PhD Qualifying Exam Presentation
Date: Monday, September 19, 2016 at 3:00 pm in Rice 504
Advisor: Kamin Whitehouse
Committee Members: Jack Stankovic (Committee Chair), Gabriel Robins and Mary Lou Soffa
Classifying Home Occupancy States Using Walkway Sensing
Home automation systems can save a huge amount of energy by detecting home occupancy and sleep patterns to automatically control lights, HVAC, and water heating. However, the ability to achieve these benefits is limited by a lack of sensing technology that can reliably detect zone occupancy.

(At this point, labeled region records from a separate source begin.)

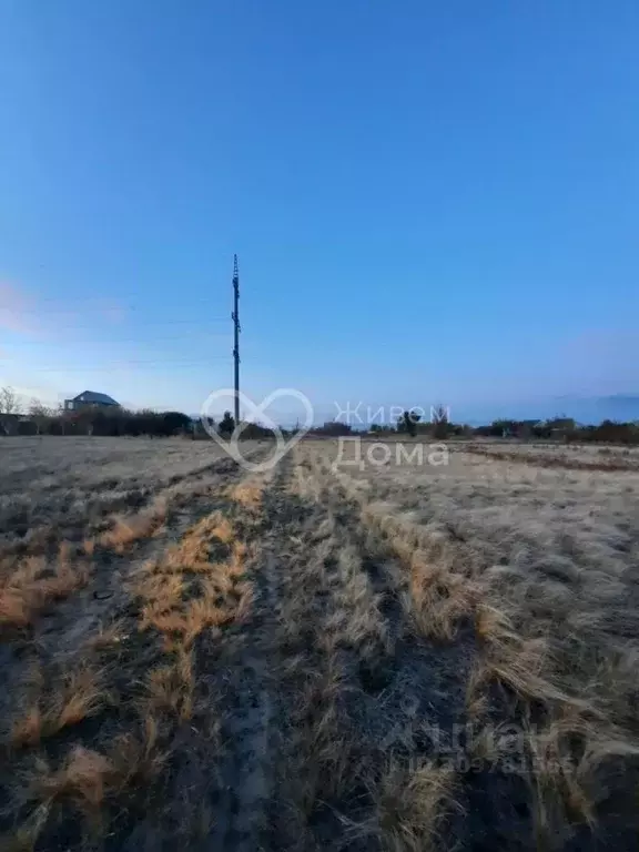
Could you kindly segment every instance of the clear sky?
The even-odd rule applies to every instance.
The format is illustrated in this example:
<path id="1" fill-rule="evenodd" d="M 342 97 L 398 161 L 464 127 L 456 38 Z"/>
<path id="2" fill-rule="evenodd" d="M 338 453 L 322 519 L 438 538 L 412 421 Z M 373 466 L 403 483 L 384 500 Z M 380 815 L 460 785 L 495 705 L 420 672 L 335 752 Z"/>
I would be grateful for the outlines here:
<path id="1" fill-rule="evenodd" d="M 636 0 L 0 0 L 0 384 L 639 392 Z"/>

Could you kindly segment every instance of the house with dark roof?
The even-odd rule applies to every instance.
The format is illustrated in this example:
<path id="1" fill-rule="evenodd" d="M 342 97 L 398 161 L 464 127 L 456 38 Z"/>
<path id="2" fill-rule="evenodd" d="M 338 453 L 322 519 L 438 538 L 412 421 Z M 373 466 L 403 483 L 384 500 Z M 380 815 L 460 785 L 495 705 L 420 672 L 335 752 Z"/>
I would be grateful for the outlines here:
<path id="1" fill-rule="evenodd" d="M 99 394 L 97 390 L 83 390 L 73 399 L 64 399 L 65 412 L 82 412 L 87 408 L 119 408 L 120 403 L 116 403 L 112 396 L 108 394 Z"/>

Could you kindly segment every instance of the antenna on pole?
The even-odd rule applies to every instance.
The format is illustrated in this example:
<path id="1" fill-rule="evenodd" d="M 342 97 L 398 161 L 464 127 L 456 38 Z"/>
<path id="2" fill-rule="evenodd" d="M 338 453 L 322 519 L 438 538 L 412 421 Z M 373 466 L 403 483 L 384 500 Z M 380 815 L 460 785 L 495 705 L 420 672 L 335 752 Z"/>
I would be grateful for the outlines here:
<path id="1" fill-rule="evenodd" d="M 240 424 L 240 272 L 237 255 L 233 255 L 233 361 L 235 364 L 235 426 Z"/>

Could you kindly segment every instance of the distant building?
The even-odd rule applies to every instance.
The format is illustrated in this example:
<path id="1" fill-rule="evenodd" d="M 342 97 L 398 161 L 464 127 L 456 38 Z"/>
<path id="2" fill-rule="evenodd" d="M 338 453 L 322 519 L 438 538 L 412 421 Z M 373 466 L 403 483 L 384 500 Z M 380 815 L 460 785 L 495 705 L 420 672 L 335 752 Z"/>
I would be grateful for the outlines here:
<path id="1" fill-rule="evenodd" d="M 108 394 L 99 394 L 95 390 L 83 390 L 73 399 L 64 399 L 65 412 L 83 412 L 87 408 L 99 408 L 106 410 L 109 408 L 119 408 L 120 403 L 116 403 L 113 397 Z"/>

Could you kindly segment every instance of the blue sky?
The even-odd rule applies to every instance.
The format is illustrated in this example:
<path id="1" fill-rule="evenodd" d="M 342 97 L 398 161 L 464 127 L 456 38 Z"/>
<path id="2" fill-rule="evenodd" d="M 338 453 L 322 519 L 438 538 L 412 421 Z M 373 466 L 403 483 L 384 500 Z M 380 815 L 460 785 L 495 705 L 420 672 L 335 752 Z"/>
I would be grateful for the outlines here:
<path id="1" fill-rule="evenodd" d="M 639 4 L 2 0 L 0 384 L 637 393 Z"/>

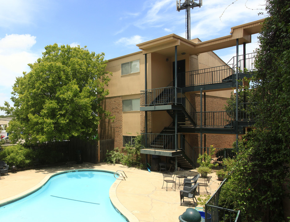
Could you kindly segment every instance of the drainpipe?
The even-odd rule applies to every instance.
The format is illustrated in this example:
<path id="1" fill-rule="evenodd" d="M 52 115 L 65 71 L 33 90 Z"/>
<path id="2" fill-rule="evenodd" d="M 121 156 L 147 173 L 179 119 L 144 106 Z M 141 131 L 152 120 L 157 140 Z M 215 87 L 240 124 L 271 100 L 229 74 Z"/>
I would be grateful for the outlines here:
<path id="1" fill-rule="evenodd" d="M 146 106 L 147 105 L 147 54 L 145 53 L 144 55 L 145 56 L 145 106 Z M 145 111 L 145 147 L 147 148 L 147 111 Z M 147 159 L 148 158 L 148 154 L 146 154 L 146 167 L 147 167 Z"/>
<path id="2" fill-rule="evenodd" d="M 238 119 L 239 118 L 238 115 L 238 90 L 239 90 L 239 39 L 236 39 L 236 148 L 238 149 L 238 144 L 239 139 L 239 132 L 238 127 Z"/>
<path id="3" fill-rule="evenodd" d="M 204 95 L 204 97 L 203 97 L 203 98 L 204 98 L 204 99 L 203 99 L 203 101 L 204 101 L 203 107 L 204 107 L 204 110 L 205 110 L 205 116 L 204 116 L 204 118 L 205 125 L 205 122 L 206 122 L 205 121 L 206 121 L 206 116 L 205 116 L 205 112 L 206 112 L 206 107 L 205 107 L 206 103 L 205 103 L 205 92 L 203 93 L 203 95 Z M 213 122 L 214 122 L 214 119 L 213 119 Z M 206 134 L 204 134 L 204 138 L 205 138 L 205 141 L 204 141 L 204 144 L 205 144 L 205 147 L 206 146 L 206 135 L 206 135 Z"/>
<path id="4" fill-rule="evenodd" d="M 175 87 L 174 88 L 174 98 L 175 105 L 176 104 L 176 102 L 177 100 L 177 46 L 175 46 L 175 61 L 174 64 L 175 64 L 175 67 L 174 68 L 174 72 L 175 72 L 174 75 L 174 78 L 175 80 L 174 81 Z M 177 110 L 175 110 L 175 149 L 177 149 Z M 177 156 L 175 157 L 175 169 L 177 169 Z"/>
<path id="5" fill-rule="evenodd" d="M 243 46 L 244 47 L 243 49 L 244 49 L 244 73 L 245 72 L 245 70 L 246 69 L 246 43 L 243 43 Z M 244 91 L 244 89 L 243 90 L 243 91 Z M 245 94 L 244 92 L 244 98 L 243 99 L 243 102 L 244 103 L 244 110 L 246 110 L 246 95 Z M 246 112 L 244 111 L 244 119 L 245 119 L 246 118 Z"/>
<path id="6" fill-rule="evenodd" d="M 202 88 L 201 88 L 201 154 L 202 153 Z"/>

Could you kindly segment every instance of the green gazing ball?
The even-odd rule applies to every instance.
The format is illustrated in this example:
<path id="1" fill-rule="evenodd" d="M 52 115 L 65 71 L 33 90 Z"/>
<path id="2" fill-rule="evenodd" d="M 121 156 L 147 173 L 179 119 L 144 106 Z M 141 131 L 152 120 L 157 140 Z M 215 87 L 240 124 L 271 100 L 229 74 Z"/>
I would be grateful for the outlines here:
<path id="1" fill-rule="evenodd" d="M 193 208 L 188 208 L 182 215 L 179 216 L 181 222 L 201 222 L 201 217 L 198 212 Z"/>

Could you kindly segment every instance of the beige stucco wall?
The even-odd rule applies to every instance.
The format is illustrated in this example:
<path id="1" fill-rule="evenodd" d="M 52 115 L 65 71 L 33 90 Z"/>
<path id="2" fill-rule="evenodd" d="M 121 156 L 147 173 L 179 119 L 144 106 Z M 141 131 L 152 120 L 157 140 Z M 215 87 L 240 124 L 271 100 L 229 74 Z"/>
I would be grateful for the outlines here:
<path id="1" fill-rule="evenodd" d="M 121 64 L 139 60 L 140 72 L 121 75 Z M 140 93 L 145 85 L 145 56 L 142 52 L 132 53 L 108 60 L 106 70 L 112 72 L 111 81 L 105 88 L 109 89 L 109 97 Z"/>
<path id="2" fill-rule="evenodd" d="M 123 113 L 123 134 L 137 136 L 140 133 L 140 111 L 130 111 Z"/>

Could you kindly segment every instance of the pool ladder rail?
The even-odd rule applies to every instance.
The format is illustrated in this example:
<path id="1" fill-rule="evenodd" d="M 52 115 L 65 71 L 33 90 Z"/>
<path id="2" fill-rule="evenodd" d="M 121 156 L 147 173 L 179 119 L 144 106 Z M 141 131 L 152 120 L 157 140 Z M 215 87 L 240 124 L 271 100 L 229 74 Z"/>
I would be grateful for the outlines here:
<path id="1" fill-rule="evenodd" d="M 121 172 L 118 173 L 118 171 L 120 171 Z M 124 174 L 124 175 L 125 175 L 125 176 L 124 176 L 124 175 L 123 175 L 123 174 Z M 116 177 L 115 175 L 117 175 L 118 176 L 118 177 Z M 125 172 L 122 170 L 117 170 L 116 171 L 115 173 L 114 173 L 114 177 L 115 177 L 116 179 L 121 179 L 123 180 L 124 179 L 124 180 L 126 180 L 126 179 L 125 178 L 125 177 L 126 177 L 126 178 L 128 178 L 128 177 L 126 175 L 126 174 L 125 173 Z"/>

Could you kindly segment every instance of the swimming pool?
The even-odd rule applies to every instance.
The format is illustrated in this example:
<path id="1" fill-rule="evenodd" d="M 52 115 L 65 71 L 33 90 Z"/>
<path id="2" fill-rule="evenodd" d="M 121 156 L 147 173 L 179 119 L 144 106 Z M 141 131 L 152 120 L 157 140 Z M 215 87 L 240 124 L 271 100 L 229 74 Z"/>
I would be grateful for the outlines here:
<path id="1" fill-rule="evenodd" d="M 65 171 L 53 175 L 37 191 L 0 207 L 3 221 L 126 221 L 112 204 L 113 173 Z"/>

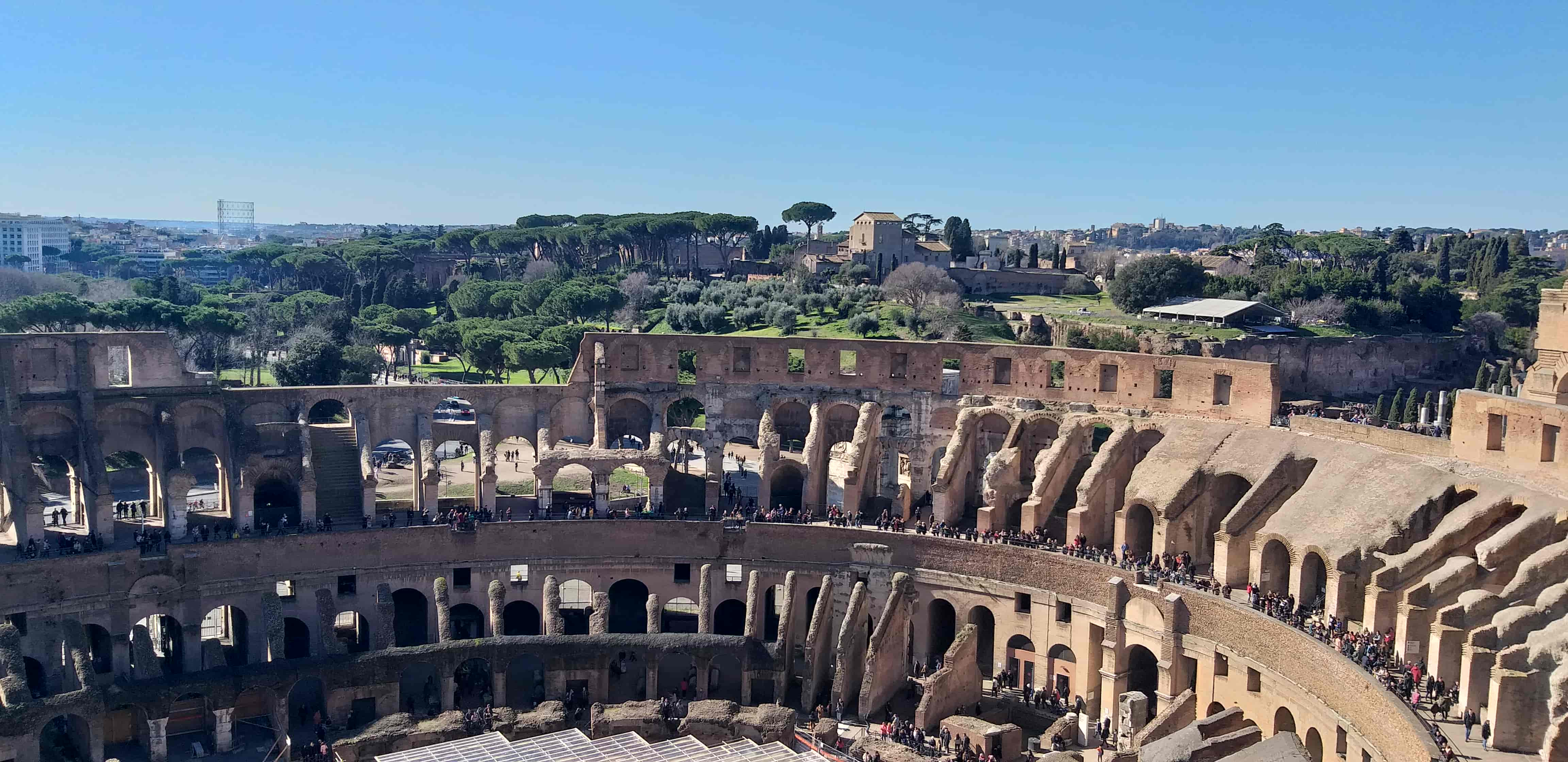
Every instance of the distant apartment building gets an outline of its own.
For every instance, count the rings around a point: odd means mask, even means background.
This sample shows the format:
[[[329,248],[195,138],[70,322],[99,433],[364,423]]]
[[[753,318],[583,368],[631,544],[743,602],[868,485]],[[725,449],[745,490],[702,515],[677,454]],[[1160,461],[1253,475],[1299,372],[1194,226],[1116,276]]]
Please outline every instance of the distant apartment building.
[[[866,265],[872,279],[881,282],[898,265],[924,262],[947,268],[952,262],[949,246],[935,235],[913,234],[903,229],[903,218],[892,212],[861,212],[850,223],[850,238],[845,249],[855,263]]]
[[[56,259],[44,256],[44,246],[53,246],[60,252],[71,251],[71,230],[64,220],[58,216],[36,215],[0,215],[0,260],[11,265],[11,257],[22,256],[22,270],[28,273],[49,273],[55,270]]]

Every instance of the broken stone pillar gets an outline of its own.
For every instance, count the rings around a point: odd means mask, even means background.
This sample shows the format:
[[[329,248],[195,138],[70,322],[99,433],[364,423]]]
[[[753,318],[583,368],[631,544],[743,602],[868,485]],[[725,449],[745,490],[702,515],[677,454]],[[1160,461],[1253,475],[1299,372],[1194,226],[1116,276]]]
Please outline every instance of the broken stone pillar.
[[[610,594],[599,591],[593,594],[593,613],[588,615],[588,633],[604,635],[610,632]]]
[[[447,579],[436,577],[436,640],[452,640],[452,597],[447,594]]]
[[[1116,748],[1131,749],[1132,737],[1149,721],[1149,698],[1129,690],[1116,701]]]
[[[696,632],[713,632],[713,564],[702,564],[702,579],[696,585]]]
[[[561,583],[554,574],[544,577],[544,633],[566,635],[566,621],[561,618]]]
[[[332,591],[318,588],[315,591],[315,627],[321,640],[321,652],[326,655],[347,654],[342,640],[337,640],[337,599]]]
[[[218,754],[234,749],[234,707],[212,710],[212,745]]]
[[[372,632],[375,649],[392,648],[397,643],[394,635],[394,626],[397,618],[397,607],[392,605],[392,585],[383,582],[376,585],[376,627]]]
[[[491,580],[489,586],[485,588],[485,594],[489,597],[491,604],[491,635],[500,635],[506,632],[506,585],[500,580]]]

We present a new concept called Walkway Sensing based on the premise that motion sensors are more reliable in walkways than occupancy zones, such as hallways, foyers, and doorways, because people are always moving and always visible in walkways. We present a methodology for deploying motion sensors and a completely automated algorithm called WalkSense to infer zone occupancy. WalkSense can operate in both offline (batch) and online (real-time) mode. We evaluate our system on 350 days worth of data from 6 houses. Results indicate that WalkSense achieves 96% and 95\% average accuracies in offline and online modes, respectively, which translates to over 47% and 30% of reduced heating load, and 71% and 30% of reduced comfort issues per day, in comparison to the conventional offline and online approaches.